Interdisciplinary Center for Economic Science (ICES), George Mason University
Working for Others: Theory of Mind in the Absence of an Intentional Agent
(Joint work with Steven Saletta, Frank Kruger, Erte Xiao and Kevin McCabe)
Intentionality detection is frequently identified during interpersonal exchange. Previous studies in this area have focused on strategic interactions between a decision-maker and a counterpart. How a potentially altruistic decision-maker evaluates outcomes accruing to another person who not present during decision making (and who cannot reciprocate) remains an open question. Using fMRI, we implemented a modified dictator game without a punishment option, augmenting or replacing money cost with effort. In a delayed match to sample task, subjects (n=18) earned money for themselves or a known counterpart who was not present during decisions and who had no opportunity to reciprocate or influence payoffs. Comparing outcomes accruing to counterpart versus those accruing to self yielded activation in regions previously identified in mentalizing tasks and two-person interactive games: medial prefrontal, superior temporal, and temporal pole regions. We argue these regions respectively bind shared mental intentions, social identity, and social feature knowledge to predict how outcomes are evaluated by the counterpart. These results shed important new light on the biological foundations of human altruism.
Universitat Pompeu Fabra
Assessing strategic risk with fMRI
(Joint work with Giorgio Coricelli (CNRS Lyon), Andrea Brovelli (CNRS Marseille) and Frank Heinemann (TU-Berlin))
We used fMRI to measure the neural correlates of strategic uncertainty in games and risk in lotteries. Participants played a series of stag hunt games, entry games, and lotteries, all framed in a similar way. The two games differ in their equilibrium properties: stag hunt games are games of strategic complementarity (e.g., an investment pays off if and only if a sufficient number of agents invest in the same industry, so all invest and nobody invest are two Nash equilibria) while entry games are of strategic substitutability (e.g., if too many agents invest in a new market all get nothing; here we should not all do the same, but instead choose mixing strategies in equilibrium). A mentalizing network (mPFC, TPJ, STS, precuneus) is activated in games playing vs. Lotteries, thus distinguishing the social and the private nature of the choice context. Furthermore, we found a behavioral correlation and a similar pattern of activity in the striatum between choosing lotteries and choosing the stag hunt game; while insula and lateral OFC activity was mainly related to entry games choices. Interestingly, we found a clear separation of insula activity in lotteries and stag hunt games when distinguishing between risk averse and risk loving players. However, in entry games this distinction is not at all found. We conclude that the entry game creates more strategic uncertainty as predicted by the nature of the theoretical equilibrium which also involves levels of reasoning. While the strategic uncertainty of the stag hunt game can be “reduced” to standard risk, the uncertainty underlying entry games is higher and analogous to ambiguous choices.
University of Minnesota
Strategic Theory of mind in young children
(Joint work with Melissa Kenig and Itai Sher)

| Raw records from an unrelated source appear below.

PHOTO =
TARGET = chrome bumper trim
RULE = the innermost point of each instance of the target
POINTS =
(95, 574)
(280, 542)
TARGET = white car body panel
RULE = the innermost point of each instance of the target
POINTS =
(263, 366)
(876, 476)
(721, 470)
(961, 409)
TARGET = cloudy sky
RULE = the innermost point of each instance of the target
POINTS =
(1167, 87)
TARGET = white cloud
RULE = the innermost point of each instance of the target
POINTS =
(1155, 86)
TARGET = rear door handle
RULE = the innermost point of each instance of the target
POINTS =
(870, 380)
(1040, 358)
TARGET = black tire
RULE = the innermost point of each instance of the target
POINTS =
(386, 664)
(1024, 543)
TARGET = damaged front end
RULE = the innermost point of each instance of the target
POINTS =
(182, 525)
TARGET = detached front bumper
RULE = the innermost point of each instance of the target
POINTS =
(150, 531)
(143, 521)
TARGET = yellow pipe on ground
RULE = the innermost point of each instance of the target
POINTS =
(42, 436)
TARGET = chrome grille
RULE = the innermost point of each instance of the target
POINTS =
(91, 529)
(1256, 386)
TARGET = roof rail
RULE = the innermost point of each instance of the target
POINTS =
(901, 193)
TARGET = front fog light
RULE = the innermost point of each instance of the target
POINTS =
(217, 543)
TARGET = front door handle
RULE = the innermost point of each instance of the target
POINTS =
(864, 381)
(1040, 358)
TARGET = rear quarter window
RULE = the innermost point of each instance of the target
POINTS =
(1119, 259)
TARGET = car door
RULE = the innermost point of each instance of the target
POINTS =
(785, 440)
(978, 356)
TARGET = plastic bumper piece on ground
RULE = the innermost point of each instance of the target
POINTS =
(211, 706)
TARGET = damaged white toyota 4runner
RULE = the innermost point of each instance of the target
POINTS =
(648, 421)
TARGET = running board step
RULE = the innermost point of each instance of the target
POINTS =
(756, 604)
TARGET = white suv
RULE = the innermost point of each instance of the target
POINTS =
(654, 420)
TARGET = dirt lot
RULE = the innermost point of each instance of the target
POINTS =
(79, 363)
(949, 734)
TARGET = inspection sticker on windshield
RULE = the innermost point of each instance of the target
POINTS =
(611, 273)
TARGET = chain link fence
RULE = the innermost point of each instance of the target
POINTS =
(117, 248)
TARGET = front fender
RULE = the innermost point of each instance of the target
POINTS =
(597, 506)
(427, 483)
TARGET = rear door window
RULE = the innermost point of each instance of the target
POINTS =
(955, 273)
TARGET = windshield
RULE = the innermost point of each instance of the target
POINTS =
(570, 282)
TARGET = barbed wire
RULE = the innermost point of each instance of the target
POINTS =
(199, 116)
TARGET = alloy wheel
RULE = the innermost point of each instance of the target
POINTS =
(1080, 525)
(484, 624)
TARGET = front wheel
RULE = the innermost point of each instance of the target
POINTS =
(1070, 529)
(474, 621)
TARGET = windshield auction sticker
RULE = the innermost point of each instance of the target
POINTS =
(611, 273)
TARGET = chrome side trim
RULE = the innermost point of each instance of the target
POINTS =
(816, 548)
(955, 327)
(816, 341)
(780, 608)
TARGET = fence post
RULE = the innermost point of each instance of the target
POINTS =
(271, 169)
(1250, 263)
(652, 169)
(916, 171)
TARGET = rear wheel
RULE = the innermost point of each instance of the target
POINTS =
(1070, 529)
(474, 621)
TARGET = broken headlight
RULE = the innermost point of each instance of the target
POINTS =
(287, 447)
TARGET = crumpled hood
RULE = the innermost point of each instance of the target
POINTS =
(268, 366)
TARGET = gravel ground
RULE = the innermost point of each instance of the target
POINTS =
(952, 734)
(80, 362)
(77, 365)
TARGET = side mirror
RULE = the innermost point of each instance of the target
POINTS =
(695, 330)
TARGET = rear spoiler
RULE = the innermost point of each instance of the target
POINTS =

Having a Strategic theory of mind (SToM) is defined as the ability to think about the behavior and the thinking of the others, based on the information you have on the other's incentives and the assumption that the others pursue their interest as you do. SToM is different from ToM because it has to integrate the information on incentives with other information that players have.
Center for Studies in Behavioral Neurobiology, Concordia University
Valuation of opportunity costs by laboratory rats
My research team and I study the neural, behavioral, and computational mechanisms underlying the evaluation, selection, and pursuit of goal objects by laboratory rats. Direct electrical stimulation of particular brain sites produces a powerfully rewarding effect that leads the rats to work hard in order to procure additional stimulation. The rewarding effect arises from an observable volley of nerve impulse propagating along the axons of identifiable neurons. Thus, this preparation provides an entry point for tracing brain reward circuitry and for studying its interaction with modulators of reward, such as abused drugs and hormonal signals that regulate energy balance. Unlike natural rewards, “consumption” of the electrical reward does not lead to satiety or habituation, making it possible to study reward-seeking behavior over long periods of time under stable, highly controlled conditions.